Outra variante do tratamento é a maneira de fixar o enxerto. McLeod et al.[2] mostraram um caso de osteonecrose da tíbia na qual realizou-se abertura da lesão com janela óssea anterior, curetagem, e retirada dos tecidos necróticos, seguidos de preenchimento com enxerto ósseo e fixação com placa para estabilizar o enxerto. Essa abordagem foi utilizada no presente estudo ao realizar uma fixação com placa ponte, que foi fixada ao navicular e ao segundo metatarso. Os autores acreditam que a estabilização do enxerto é essencial para obtenção do sucesso no tratamento. A fixação com placa, além de estabilizar o enxerto, contribui para diminuir o estresse mecânico ao dissipar a energia naquela região, favorecendo o processo de reintegração óssea.

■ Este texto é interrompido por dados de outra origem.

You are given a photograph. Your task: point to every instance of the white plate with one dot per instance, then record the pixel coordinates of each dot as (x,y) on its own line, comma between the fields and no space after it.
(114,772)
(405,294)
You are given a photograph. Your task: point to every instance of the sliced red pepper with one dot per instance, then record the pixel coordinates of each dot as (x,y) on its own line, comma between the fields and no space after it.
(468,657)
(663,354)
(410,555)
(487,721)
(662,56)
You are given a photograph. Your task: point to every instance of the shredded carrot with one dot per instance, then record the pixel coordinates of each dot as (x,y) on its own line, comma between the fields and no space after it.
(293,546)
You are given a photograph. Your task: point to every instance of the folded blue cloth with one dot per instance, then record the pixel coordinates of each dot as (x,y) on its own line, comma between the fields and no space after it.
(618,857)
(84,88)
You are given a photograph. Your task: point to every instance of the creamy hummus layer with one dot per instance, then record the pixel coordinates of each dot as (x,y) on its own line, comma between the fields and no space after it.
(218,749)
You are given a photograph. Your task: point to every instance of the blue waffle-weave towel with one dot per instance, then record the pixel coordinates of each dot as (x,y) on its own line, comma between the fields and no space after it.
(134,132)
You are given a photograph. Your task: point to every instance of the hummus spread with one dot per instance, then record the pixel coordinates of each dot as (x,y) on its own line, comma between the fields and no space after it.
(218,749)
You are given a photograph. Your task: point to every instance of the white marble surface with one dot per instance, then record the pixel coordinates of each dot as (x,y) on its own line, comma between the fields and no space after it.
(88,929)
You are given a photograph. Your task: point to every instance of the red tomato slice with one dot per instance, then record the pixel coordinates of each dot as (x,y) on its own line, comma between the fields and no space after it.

A osteonecrose pode ser secundária a fraturas por estresse causadas por microtraumas de repetição e fatores intrínsecos representados por deformidades e desequilíbrios musculares que alteram a biomecânica e a distribuição da carga nos membros inferiores. Em seu estudo, Li et al.[9] observaram a relação do alinhamento do retropé com a osteonecrose do navicular. Trataram 14 pés com necrose do navicular somente com o realinhamento do retropé, feito através da osteotomia valgizante do calcâneo, sem abordar diretamente o navicular. Observaram ótimos resultados clínicos e radiográficos, reforçando a relação do alinhamento e da sobrecarga biomecânica que ocorre no mediopé através de deformidades do membro inferior.[9] De acordo com Bui-Mansfield et al.,[10] os cuneiformes, devido à sua localização anatômica, estão susceptíveis a forças de compressão, que podem ser exacerbadas por alterações do eixo mecânico, desequilíbrios musculares e, especificamente, por patologias da fáscia plantar. O paciente deste estudo apresentava como fator intrínseco um pé cavo varo sutil associado a um encurtamento do gastrocnêmio, e, devido a isto, após retirar a placa, foi efetuada a correção do pé cavo varo sutil obtida com a osteotomia de extensão do primeiro metatarso, fasciotomia plantar e alongamento do gastrocnêmio. Os autores enfatizam que a restauração da biomecânica deve ser uma etapa complementar do tratamento, pois corrige um fator intrínseco relacionado à gênese da patologia em questão, melhorando os resultados funcionais e reduzindo a chance de recorrência. Em relação à correção da deformidade, por se tratar de um pé cavo varo sutil, flexível, proveniente de um equinismo aumentado do primeiro raio, que corrigia no primeiro tempo dos blocos de Coleman, o tratamento ocorreu através de uma osteotomia de extensão do primeiro metatarso associado aos procedimentos de partes moles já descritos.
Os autores apresentam um caso raro de osteonecrose do osso cuneiforme intermédio em um paciente adulto tratado cirurgicamente com descompressão e enxertia óssea fixada temporariamente com placa ponte, seguida pelo realinhamento do eixo mecânico, com ótimo resultado clínico.